The tale begins with Rear Admiral Grace Brewster Murray Hopper. Born in 1906, Admiral Hopper was a gifted mathematician. She was one of the first programmers of the Harvard, Mark I computer. One of her other claims to fame is that she was responsible for the development of the COBOL (Common Business Oriented Language) computer programming language. COBOL is still widely used today in software programs that power banks, insurance companies, and governments. In 1952, she also invented a compiler that converted instructions written in the English language into computer code.

For many years the term bug was used by engineers to refer to anomalies. According to history, the world’s first computer bug was found on September 9th, 1947 by Grace Hopper in the Harvard, Mark II computer. The story goes that a computer at Harvard wasn’t functioning properly. When it was opened, a dead moth was found in the relays. The crew taped the bug to their logbook entry and wrote “First actual case of bug being found”. The log update is widely thought to have been done by Grace Hopper. The bug and the page it’s attached to are on exhibit in the Smithsonian’s Museum of American History.

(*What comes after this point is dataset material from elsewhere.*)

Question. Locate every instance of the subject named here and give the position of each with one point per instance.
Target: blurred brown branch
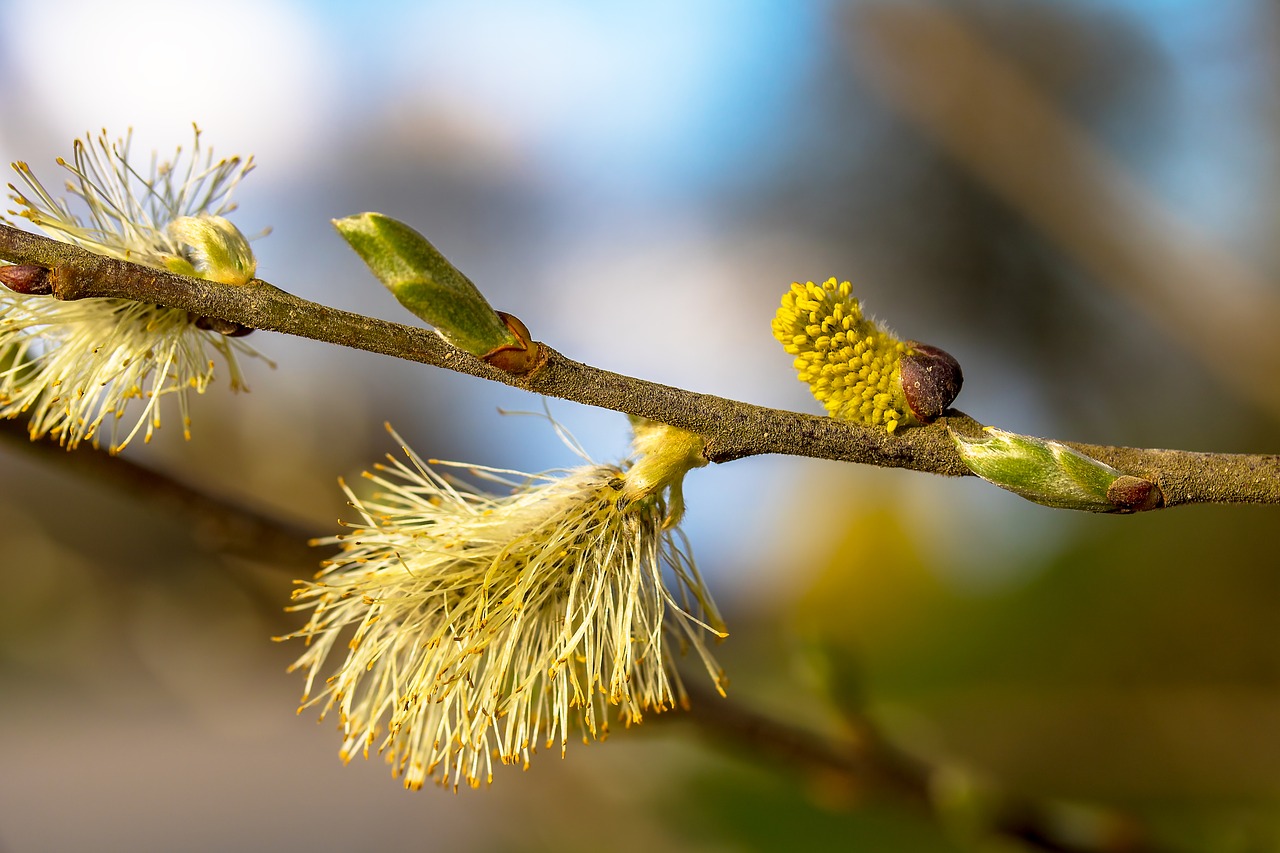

This YouTube video from Biography is a summary of Grace Hopper’s accomplishments as a computer scientist and military leader.

With Artificial Intelligence becoming increasingly popular, it’s hard to predict how software bugs will evolve in the future. Maybe in a few years, a common “bug” will be the fact that our electronic assistant doesn’t remember our favorite restaurant or theatre.

What’s the worst computer “bug” (software or hardware glitch) you’ve ever had?